Mental approach criteriums
Here’s Nathan in his first A grade criterium following the wheel of Tommy Nankervis – the man who used to ride professionally overseas. Tommy was riding for National Road Series team Budget Forklifts at the time of this photo, and last year won 25 A grade criteriums in one season. That’s some intimidation factor right there.

Studies have shown that mental approach can be responsible for physical performance increase simply by having confident body language. So get your start routine sorted and make sure it’s yours, not a copy of someone else’s.

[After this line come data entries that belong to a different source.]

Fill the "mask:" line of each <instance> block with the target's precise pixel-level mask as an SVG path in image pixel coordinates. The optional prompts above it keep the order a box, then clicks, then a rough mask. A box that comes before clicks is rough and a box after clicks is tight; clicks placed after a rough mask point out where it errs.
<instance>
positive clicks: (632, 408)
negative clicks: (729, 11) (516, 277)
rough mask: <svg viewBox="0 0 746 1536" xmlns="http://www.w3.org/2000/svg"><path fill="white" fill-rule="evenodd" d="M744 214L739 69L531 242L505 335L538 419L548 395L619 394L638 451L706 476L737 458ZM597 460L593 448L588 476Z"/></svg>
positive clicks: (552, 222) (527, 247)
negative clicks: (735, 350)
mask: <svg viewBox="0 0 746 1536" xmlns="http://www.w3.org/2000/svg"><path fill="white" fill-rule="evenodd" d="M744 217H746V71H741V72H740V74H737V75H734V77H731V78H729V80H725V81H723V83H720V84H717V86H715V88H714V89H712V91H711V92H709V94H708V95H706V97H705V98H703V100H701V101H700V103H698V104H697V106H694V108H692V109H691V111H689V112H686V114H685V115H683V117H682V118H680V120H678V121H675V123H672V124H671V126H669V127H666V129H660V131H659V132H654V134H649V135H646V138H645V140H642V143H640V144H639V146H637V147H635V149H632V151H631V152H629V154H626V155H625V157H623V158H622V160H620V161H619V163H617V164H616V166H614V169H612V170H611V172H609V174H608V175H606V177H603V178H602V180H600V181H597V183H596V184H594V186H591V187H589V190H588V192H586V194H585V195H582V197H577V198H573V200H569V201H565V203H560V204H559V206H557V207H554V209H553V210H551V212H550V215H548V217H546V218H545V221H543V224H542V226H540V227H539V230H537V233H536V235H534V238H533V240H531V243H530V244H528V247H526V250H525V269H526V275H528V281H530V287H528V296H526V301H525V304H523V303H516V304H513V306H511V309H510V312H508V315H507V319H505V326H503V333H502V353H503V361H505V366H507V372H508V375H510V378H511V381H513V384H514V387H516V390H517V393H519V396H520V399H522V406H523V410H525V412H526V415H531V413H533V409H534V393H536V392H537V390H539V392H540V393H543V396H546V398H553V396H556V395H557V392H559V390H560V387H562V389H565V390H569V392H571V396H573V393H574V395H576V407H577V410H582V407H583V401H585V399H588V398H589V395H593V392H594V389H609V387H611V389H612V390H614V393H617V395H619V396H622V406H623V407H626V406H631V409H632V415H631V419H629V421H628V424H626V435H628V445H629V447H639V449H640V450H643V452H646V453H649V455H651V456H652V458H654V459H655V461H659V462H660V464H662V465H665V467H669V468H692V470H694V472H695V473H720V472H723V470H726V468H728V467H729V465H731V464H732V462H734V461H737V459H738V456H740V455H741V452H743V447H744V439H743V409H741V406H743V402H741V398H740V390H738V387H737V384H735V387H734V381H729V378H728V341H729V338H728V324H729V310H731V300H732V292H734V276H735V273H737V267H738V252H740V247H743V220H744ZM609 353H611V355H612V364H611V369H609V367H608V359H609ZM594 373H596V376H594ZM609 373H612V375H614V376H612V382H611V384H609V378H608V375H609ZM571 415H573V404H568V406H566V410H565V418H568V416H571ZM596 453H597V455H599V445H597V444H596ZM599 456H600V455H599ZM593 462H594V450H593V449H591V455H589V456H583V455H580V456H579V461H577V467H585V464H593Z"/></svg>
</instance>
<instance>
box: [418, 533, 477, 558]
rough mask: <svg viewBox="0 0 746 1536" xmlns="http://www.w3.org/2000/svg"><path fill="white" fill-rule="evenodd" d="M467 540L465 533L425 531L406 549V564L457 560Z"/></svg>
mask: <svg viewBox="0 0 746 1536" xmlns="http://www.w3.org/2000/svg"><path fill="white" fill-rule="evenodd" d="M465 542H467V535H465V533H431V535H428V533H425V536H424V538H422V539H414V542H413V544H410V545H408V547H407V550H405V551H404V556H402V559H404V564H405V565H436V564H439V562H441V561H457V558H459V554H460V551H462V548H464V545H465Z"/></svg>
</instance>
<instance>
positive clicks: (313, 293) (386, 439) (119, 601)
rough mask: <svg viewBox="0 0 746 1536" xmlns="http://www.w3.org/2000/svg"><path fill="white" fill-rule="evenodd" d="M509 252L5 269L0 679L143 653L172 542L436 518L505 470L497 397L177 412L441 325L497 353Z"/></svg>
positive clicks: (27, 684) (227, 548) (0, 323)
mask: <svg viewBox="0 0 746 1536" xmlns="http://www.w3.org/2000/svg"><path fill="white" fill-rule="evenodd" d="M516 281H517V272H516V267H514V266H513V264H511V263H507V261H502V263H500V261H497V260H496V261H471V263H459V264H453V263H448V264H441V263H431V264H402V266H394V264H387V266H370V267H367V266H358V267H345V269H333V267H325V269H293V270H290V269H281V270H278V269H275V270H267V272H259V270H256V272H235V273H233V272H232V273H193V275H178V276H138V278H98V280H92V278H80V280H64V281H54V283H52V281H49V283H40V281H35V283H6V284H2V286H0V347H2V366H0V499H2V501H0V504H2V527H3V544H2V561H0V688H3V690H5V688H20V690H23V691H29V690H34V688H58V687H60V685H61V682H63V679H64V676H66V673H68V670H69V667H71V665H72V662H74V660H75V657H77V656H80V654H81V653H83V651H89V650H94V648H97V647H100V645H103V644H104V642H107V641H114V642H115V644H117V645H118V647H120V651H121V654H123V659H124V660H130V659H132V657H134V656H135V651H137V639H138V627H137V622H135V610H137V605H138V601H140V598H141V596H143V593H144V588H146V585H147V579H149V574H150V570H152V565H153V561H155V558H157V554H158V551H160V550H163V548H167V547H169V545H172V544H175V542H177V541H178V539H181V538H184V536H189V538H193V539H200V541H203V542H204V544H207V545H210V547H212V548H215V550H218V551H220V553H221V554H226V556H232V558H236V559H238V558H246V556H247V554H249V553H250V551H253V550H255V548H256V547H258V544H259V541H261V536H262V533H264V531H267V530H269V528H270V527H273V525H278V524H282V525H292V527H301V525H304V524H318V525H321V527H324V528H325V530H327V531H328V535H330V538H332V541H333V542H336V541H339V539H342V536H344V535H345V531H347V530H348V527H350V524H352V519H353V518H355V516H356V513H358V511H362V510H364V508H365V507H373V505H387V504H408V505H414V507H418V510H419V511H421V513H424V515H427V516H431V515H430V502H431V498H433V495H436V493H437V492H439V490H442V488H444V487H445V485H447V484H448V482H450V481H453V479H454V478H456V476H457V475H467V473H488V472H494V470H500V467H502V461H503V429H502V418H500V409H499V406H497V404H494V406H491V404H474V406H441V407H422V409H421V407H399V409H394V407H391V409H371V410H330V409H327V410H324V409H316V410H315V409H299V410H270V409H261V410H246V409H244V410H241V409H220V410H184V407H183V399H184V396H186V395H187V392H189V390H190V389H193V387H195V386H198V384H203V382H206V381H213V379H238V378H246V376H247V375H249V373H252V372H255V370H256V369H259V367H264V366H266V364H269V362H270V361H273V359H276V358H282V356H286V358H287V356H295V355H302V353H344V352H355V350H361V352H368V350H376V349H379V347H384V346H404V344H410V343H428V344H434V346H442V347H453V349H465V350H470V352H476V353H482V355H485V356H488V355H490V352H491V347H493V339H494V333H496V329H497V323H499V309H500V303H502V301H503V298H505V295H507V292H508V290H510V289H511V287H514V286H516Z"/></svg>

I focus on my routine during the race briefing, where I pull my gloves on like a boxer preparing for a fight, followed by crossing myself discreetly for that little bit of mental relaxation ahead of the danger I’m about to face. Then its hands on hips like Superman for the duration of the briefing before we start. Sure it sounds silly, but it works for me and it’s mine 

Technique – can be the difference

Cornering in A Grade is a much different proposition from the lower grades as there’s a more urgent need to keep your average speed up leading into, and exiting, each corner.

Your senses need to be on high alert, holding that wheel in front of you all the way. You’ll especially be requiring some extra gas upon corner exits so there’s no dropping front wheels a bike length or two and derailing any strategy you had pre-race to conserve energy as much as possible!

There’s a lot out there on proper cornering, but for me it was a case of watching what everyone else did – coast before the corner, not through it (except to avoid a touchdown).

criterium racing cornering
This is Nathan is his first A grade criterium at Melbourne’s Glenvale. A tough course. This is the third corner. As Nathan discusses, you’d much rather be sucking that wheel in front of you than sitting a bike length back. All it means is more chasing and burning energy on the straights. This will hurt you big time in A grade.

Give the pedals a 2-3 revolutions prior to corner entry and I mean about 300 watt tinker, not a little tap. The average speed around the treacherous turn two at Glenvale is often 50 km/h+ so you don’t want to lose that wheel… Get down low for the corner and gas it immediately on exit – you want to have the shortest time possible that you’re not pedalling.

Make sure to not look directly at the wheel in front of you, where you could be more reactive and jittery on corner entry. Be sure to look 2-3 wheels in front of you so you know what’s coming and your mind and limbs will adapt more easily, leading to better balance.

Cadence is king. Why?

In my early A Grade races I found my cadence was all over the place, ranging from 90-120 RPM and sending my heart rate spiking – enough repeats of that and it was time for an early shower and another week of soul searching for motivation.

To combat this error, I placed an audible warning on my Garmin to let me know when my cadence was 110 RPM, similar to an ‘up shift’ warning light you might find on a racing car. It worked a treat – the balance between cadence and pedal force had been found and the results are there to see in my race data.

In conclusion…

I’m proud to call myself an A grade crit racer.

It’s been a long road to get there and I still might not finish every single race on the last lap, but I can honestly say that at 38 years old, I have the privilege of still being a competitive athlete fighting for a race finish against semi-professionals, ex national champs and current professionals, which brings me more satisfaction than a podium finish did in my early days.

Heck, now I can even tell my kids that Daddy once raced against the American national road champion, Larry Warbasse.

It’s a different league, it’s a different level, but it’s a worthy goal of any club racer and it deserves your best shot.

Do it.


  1. That was a great read, given me lots to think about. THanks for sharing your insights and learnings Nathan.